Last updated: Everything they don’t tell you about digital disruption

Everything they don’t tell you about digital disruption

22 shares

Listen to article

Download audio as MP3

When you’re looking at digital disruption and the products, brands, or market forces that compose this phenomenon, the first thing you need to ask is “who benefits?”

As a young lad, being one of the school’s great disruptive influences should perhaps have been lower on my list of priorities than it was.
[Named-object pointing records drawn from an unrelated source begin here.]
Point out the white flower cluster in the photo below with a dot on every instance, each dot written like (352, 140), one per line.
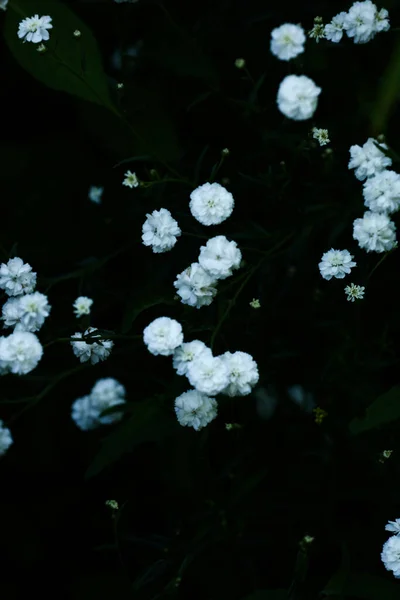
(391, 549)
(232, 374)
(362, 22)
(25, 311)
(91, 348)
(197, 285)
(375, 231)
(87, 411)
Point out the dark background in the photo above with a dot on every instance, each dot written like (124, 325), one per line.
(224, 511)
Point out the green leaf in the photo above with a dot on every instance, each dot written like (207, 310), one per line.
(363, 586)
(70, 64)
(146, 423)
(384, 409)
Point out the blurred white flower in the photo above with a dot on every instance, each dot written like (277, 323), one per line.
(336, 263)
(219, 257)
(287, 41)
(195, 286)
(35, 29)
(211, 204)
(162, 336)
(160, 231)
(82, 306)
(16, 277)
(375, 232)
(95, 351)
(298, 97)
(368, 160)
(194, 409)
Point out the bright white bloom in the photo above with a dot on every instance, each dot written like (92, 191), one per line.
(360, 21)
(354, 292)
(16, 277)
(243, 373)
(298, 97)
(375, 232)
(106, 393)
(95, 194)
(195, 286)
(368, 160)
(391, 555)
(334, 29)
(393, 526)
(208, 374)
(336, 263)
(5, 439)
(382, 192)
(130, 180)
(82, 306)
(20, 352)
(160, 231)
(194, 409)
(93, 351)
(186, 353)
(162, 336)
(211, 204)
(220, 257)
(321, 135)
(287, 41)
(35, 29)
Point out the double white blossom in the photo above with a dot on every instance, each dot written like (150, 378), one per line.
(95, 351)
(375, 232)
(160, 231)
(163, 336)
(336, 263)
(195, 286)
(298, 97)
(16, 277)
(211, 204)
(219, 257)
(194, 409)
(287, 41)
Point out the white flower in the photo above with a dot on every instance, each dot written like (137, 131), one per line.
(194, 409)
(108, 392)
(16, 277)
(35, 29)
(336, 263)
(382, 192)
(360, 21)
(393, 526)
(354, 292)
(368, 160)
(130, 180)
(208, 374)
(211, 204)
(219, 257)
(93, 351)
(391, 555)
(160, 231)
(321, 135)
(20, 352)
(82, 306)
(195, 286)
(186, 353)
(5, 439)
(95, 194)
(287, 41)
(375, 232)
(243, 373)
(334, 29)
(162, 336)
(298, 97)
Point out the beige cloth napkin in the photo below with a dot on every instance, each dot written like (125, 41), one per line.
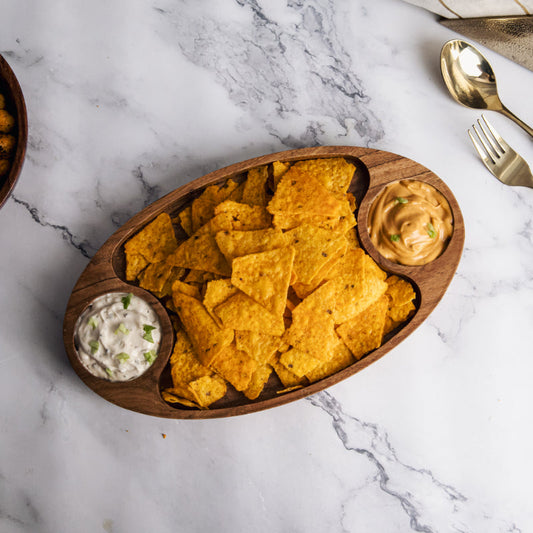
(476, 8)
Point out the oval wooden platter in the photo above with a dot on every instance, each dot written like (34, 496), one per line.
(15, 104)
(105, 273)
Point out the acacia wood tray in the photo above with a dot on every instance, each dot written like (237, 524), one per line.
(15, 104)
(105, 273)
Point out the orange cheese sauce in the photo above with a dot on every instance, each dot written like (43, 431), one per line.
(410, 223)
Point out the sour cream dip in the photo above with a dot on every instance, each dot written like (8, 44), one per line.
(117, 337)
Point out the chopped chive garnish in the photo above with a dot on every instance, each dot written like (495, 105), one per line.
(148, 333)
(150, 356)
(122, 329)
(126, 300)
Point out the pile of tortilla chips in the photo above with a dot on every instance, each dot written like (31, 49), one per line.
(268, 276)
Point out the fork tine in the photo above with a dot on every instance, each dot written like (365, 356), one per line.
(505, 147)
(492, 155)
(492, 140)
(488, 161)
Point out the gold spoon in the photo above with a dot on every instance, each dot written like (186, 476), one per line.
(471, 81)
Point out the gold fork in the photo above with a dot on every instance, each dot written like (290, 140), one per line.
(509, 167)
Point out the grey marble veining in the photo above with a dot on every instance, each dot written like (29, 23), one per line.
(128, 100)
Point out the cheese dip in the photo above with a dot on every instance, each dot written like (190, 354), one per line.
(410, 222)
(117, 337)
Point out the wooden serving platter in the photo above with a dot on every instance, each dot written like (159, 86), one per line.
(15, 105)
(106, 273)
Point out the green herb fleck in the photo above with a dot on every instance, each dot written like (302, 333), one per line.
(127, 300)
(148, 333)
(150, 356)
(122, 329)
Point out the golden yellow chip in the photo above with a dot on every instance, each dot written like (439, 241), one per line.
(171, 396)
(341, 359)
(240, 312)
(297, 193)
(135, 263)
(265, 277)
(207, 338)
(185, 288)
(315, 247)
(335, 174)
(401, 295)
(298, 362)
(287, 378)
(312, 331)
(259, 346)
(235, 366)
(200, 252)
(236, 243)
(278, 170)
(258, 381)
(154, 277)
(185, 218)
(208, 389)
(254, 192)
(155, 241)
(243, 216)
(365, 332)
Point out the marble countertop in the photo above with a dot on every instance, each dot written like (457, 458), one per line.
(129, 99)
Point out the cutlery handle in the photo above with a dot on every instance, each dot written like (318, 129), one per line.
(521, 123)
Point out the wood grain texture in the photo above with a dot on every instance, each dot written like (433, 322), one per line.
(15, 104)
(105, 273)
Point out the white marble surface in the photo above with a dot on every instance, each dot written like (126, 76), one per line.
(131, 98)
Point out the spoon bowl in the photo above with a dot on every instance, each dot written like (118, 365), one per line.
(471, 80)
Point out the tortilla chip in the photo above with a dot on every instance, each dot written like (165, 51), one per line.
(208, 389)
(341, 359)
(235, 366)
(240, 312)
(207, 338)
(154, 277)
(335, 174)
(254, 192)
(259, 346)
(200, 252)
(278, 171)
(298, 362)
(315, 247)
(185, 218)
(243, 216)
(298, 193)
(238, 243)
(365, 332)
(135, 264)
(258, 381)
(155, 241)
(265, 277)
(287, 378)
(401, 295)
(171, 396)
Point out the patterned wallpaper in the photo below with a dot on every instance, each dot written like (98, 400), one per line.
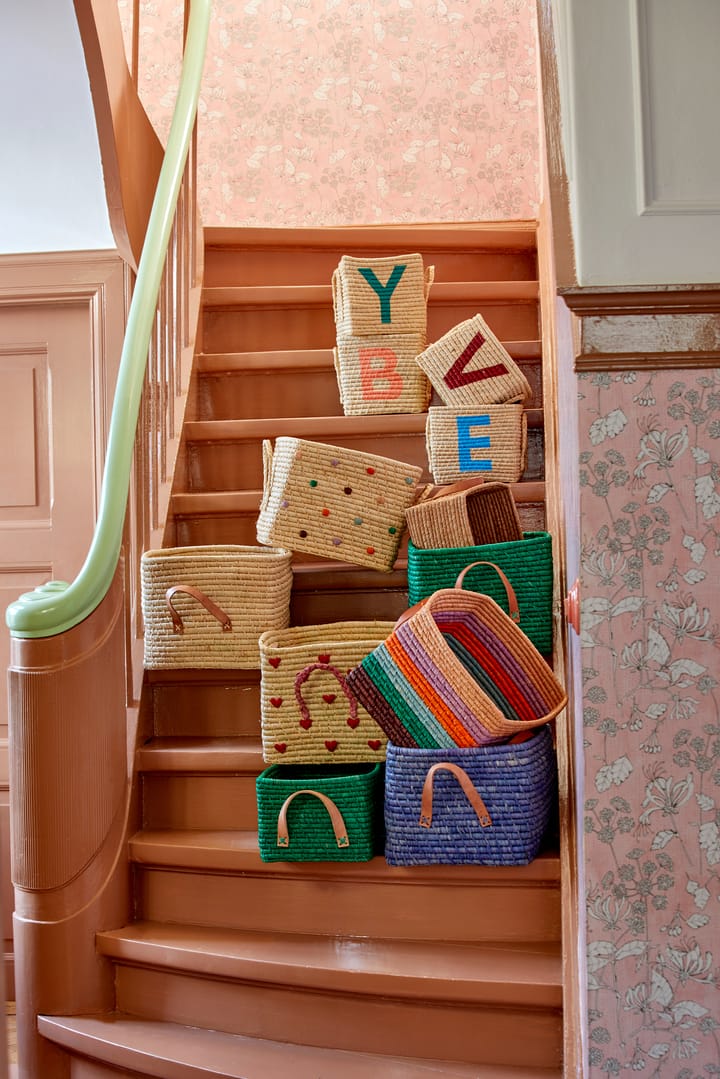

Nowadays though, it seems you’re no one unless you’ve got your disruptive pants on.

For entrepreneurs, athletes, and politicians it can be a backhanded compliment, shorthand for someone bright enough to spot an opportunity and defy conventional wisdom – but also bloody-minded enough to fight tooth and nail for change as they see would like to see it done.

This is all well and good when said disruptor is on side and healthily managed, but less so when their idiosyncrasies make working with others awkward. Small wonder that they tend to work better as leaders or self-starters rather than team players.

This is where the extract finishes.